Atypical Depression

Atypical Depression (also known as Major Depressive Disorder with atypical features in the DSM-5) is a subtype of depression characterized by mood reactivity (moods that are strongly reactive to environmental circumstances, and feeling extremely sensitive - this is a must have feature), hypersomnia, carbohydrate craving/increased appetite, leaden paralysis (profound fatigue), and chronic rejection sensitivity. Atypical depression results in more disability than melancholic depression, because individuals often have more interpersonal difficulties.

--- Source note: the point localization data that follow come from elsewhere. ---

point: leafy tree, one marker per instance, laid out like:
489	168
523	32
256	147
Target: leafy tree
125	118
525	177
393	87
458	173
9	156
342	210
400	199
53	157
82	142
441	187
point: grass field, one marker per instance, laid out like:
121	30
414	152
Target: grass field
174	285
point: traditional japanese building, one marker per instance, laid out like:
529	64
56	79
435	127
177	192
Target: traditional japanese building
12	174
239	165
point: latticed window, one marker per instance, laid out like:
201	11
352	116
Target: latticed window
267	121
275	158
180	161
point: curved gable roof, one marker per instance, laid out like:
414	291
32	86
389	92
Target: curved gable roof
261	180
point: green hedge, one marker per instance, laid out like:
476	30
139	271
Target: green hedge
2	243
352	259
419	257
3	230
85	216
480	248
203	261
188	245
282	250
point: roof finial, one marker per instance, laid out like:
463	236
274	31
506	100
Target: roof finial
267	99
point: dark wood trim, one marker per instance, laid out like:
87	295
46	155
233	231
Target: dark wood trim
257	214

  • Atypical depression has a historical significance. It is called atypical depression to distinguish from the more classical melancholic or “endogenous” depression, when depression was rarely diagnosed in outpatients.
    • Atypical depression lacks the classic melancholic depression features such as insomnia, weight loss, loss of reactivity of mood. The DSM-5 diagnostic specifier “with atypical features” is also used in bipolar disorder.
  • The mood reactivity in atypical depression is the capacity to be cheered up when presented with positive events (e.g. - a visit from children, compliments from others). The individual's mood may become euthymic even for extended periods of time if the external circumstances remain favourable.
  • Increased appetite may be manifested by an obvious increase in food intake or by weight gain. Hypersomnia may include either an extended period of nighttime sleep or daytime napping that totals at least 10 hours of sleep per day (or at least 2 hours more than when not depressed).
  • Leaden paralysis is defined as feeling heavy, leaden, or weighted down, usually in the arms or legs. This sensation is generally present for at least an hour a day but often lasts for many hours at a time.
  • Unlike the other atypical features, pathological sensitivity to perceived interpersonal rejection is a trait that has an early onset and persists throughout most of adult life. Rejection sensitivity occurs both when the person is and is not depressed, though it may be exacerbated during depressive periods.
  • Atypical depression is also associated with conduct disorder, social phobia, interpersonal dependency, low self-esteem, and parental substance abuse.[1] Atypical depression is also associated with higher rates of early childhood trauma, whereas melancholic depression is not.[2] This again suggests a difference in the etiology and pathophysiology of different depression subtypes.[3]

In addition to meeting the criteria for major depressive disorder, the following specifier criteria are required to make the diagnosis of atypical depression:

With atypical features

This specifier can be applied when these features predominate during the majority of days of the current or most recent major depressive episode or persistent depressive disorder.

  • A. Mood reactivity (i.e. - mood brightens in response to actual or potential positive events)
  • B. 2 or more of the following:
    • (1) Significant weight gain or increase in appetite
    • (2) Hypersomnia
    • (3) Leaden paralysis (i.e. - heavy, leaden feelings in arms or legs)
    • (4) A long-standing pattern of interpersonal rejection sensitivity (not limited to episodes of mood disturbance) that results in significant social or occupational impairment
  • C. Criteria are not met for “with melancholic features” or “with catatonia” during the same episode


The mnemonic RAILS can be used to remember the features of atypical depression.
  • R - Reactivity in mood
  • A - Appetite increase
  • I - Interpersonal rejection sensitivity
  • L - Leaden paralysis
  • S - Sleep increase

Are atypical depression, borderline personality disorder, bipolar II disorder, and cyclothymic disorder overlapping conditions?

The common feature in all these diagnoses are emotional dysregulation and mood reactivity. The research hints that these disorders may all exist on a continuum.[4][5][6] Clinically, it can be challenging to distinguish between these disorders.
  • Atypical depression has a poor response to TCAs and ECT, but excellent response to MAOis, due to suspected elevated MAO activity that occurs in the disorder.[7][8]